Nada es nada… a no ser que nosotros mismos convirtamos ese nada en algo. Ojalá lo
viésemos todo, siempre, con el sentimiento ligero, aunque triste, que nos produce
la caída de ese follaje sobre la arena.
El encendimiento enfermo de sus mejillas se avivó, y
entonces me di cuenta de que habría sido muy hermosa, aunque estuviese su hermosura
borrada y barrida, lo mismo que las tintas de un cuadro fino, al cual se le pasa
el algodón impregnado de alcohol. Su pelo rubio y sedeño mostraba rastros de ceniza,
canas precoces… Sus facciones habíanse marchitado; la tez, sobre todo, revelaba
esas alteraciones de la sangre que son envenenamientos lentos, descomposiciones
del organismo. Los ojos, de un azul amante, con vetas negras, debieron de atraer
en otro tiempo; pero ahora, los afeaba algo peor que los años: una especie de extravío,
que por momentos les prestaba relucir de locura.
Callábamos; pero mi modo de contemplarla
decía tan expresivamente mi piedad, que ella, suspirando por ensanchar un poco el
siempre oprimido pecho, se decidió, y no sin detenerse de vez en cuando a respirar
y rehacerse, me contó la extraña historia.
–Me casé muy enamorada… mi marido era entrado en edad
respecto a mí; frisaba en los cuarenta, y yo solo contaba diecinueve. Mi genio era
alegre, animadísimo; conservaba carácter de chiquilla, y los momentos en que él
no estaba en casa, los dedicaba a cantar, a tocar el piano, a charlar y reír con
las amigas que venían a verme y que me envidiaban la felicidad, la boda lucida,
el esposo apasionado y la brillante situación social.
Duró esto un año –el año delicioso de la luna de miel–.
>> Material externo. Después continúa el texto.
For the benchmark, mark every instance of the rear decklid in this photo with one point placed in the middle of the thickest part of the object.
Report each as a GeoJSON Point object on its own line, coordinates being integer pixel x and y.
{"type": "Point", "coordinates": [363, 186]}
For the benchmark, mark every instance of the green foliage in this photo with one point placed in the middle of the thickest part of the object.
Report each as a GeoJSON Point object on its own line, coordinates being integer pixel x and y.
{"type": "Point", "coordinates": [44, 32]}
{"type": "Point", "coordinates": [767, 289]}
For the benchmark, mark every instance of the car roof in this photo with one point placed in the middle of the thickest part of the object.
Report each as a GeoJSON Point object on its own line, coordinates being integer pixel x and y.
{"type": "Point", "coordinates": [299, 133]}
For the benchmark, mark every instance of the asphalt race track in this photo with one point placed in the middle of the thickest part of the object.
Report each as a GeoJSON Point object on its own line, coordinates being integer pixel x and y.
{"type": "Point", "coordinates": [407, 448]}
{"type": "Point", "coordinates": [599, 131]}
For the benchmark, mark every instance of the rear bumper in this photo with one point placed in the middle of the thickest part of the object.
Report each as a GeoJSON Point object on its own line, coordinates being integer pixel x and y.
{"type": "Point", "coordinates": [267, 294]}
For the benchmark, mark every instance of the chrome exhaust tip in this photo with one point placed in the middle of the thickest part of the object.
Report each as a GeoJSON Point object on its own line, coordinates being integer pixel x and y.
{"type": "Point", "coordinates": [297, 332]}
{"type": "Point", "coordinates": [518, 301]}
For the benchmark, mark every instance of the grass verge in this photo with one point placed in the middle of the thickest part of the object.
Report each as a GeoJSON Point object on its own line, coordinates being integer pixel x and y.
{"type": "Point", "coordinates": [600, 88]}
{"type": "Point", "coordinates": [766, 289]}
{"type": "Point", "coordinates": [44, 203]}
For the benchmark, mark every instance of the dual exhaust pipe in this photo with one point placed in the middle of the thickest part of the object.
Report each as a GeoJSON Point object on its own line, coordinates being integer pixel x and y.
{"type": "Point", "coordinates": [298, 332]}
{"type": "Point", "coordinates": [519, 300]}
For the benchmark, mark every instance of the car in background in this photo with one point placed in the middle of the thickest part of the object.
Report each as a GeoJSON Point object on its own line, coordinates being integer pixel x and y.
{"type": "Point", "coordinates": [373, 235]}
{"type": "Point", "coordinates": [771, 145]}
Al volver la primavera, el aniversario de nuestro casamiento, empecé a notar que
el carácter de Reinaldo cambiaba. Su humor era sombrío muchas veces, y sin que yo
adivinase el porqué, me hablaba duramente, tenía accesos de enojo. No tardé, sin
embargo, en comprender el origen de su transformación: en Reinaldo se habían desarrollado
los celos, unos celos violentos, irrazonados, sin objeto ni causa, y, por lo mismo,
doblemente crueles y difíciles de curar.
Si salíamos juntos, se celaba de que la gente me mirase
o me dijese, al paso, cualquier tontería de estas que se les dicen a las mujeres
jóvenes; si salía él solo, se celaba de lo que yo quedase haciendo en casa, de las
personas que venían a verme; si salía sola yo, los recelos, las suposiciones eran
todavía más infamantes…
Si le proponía, suplicando, que nos quedásemos en casa
juntos, se celaba de mi semblante entristecido, de mi supuesto aburrimiento, de
mi labor, de un instante en que, pasando frente a la ventana, me ocurría esparcir
la vista hacia fuera… Se celaba, sobre todo, al percibir que mi genio de pájaro,
mi buen humor de chiquilla, habían desaparecido, y que muchas tardes, al encender
luz, se veía brillar sobre mi tez el rastro húmedo y ardiente del llanto. Privada
de mis inocentes distracciones; separada ya de mis amigas, de mi parentela, de mi
propia familia, porque Reinaldo interpretaba como ardides de traición el deseo de
comunicarme y mirar otras caras que la suya, yo lloraba a menudo, y no correspondía
a los transportes de pasión de Reinaldo con el dulce abandono de los primeros tiempos.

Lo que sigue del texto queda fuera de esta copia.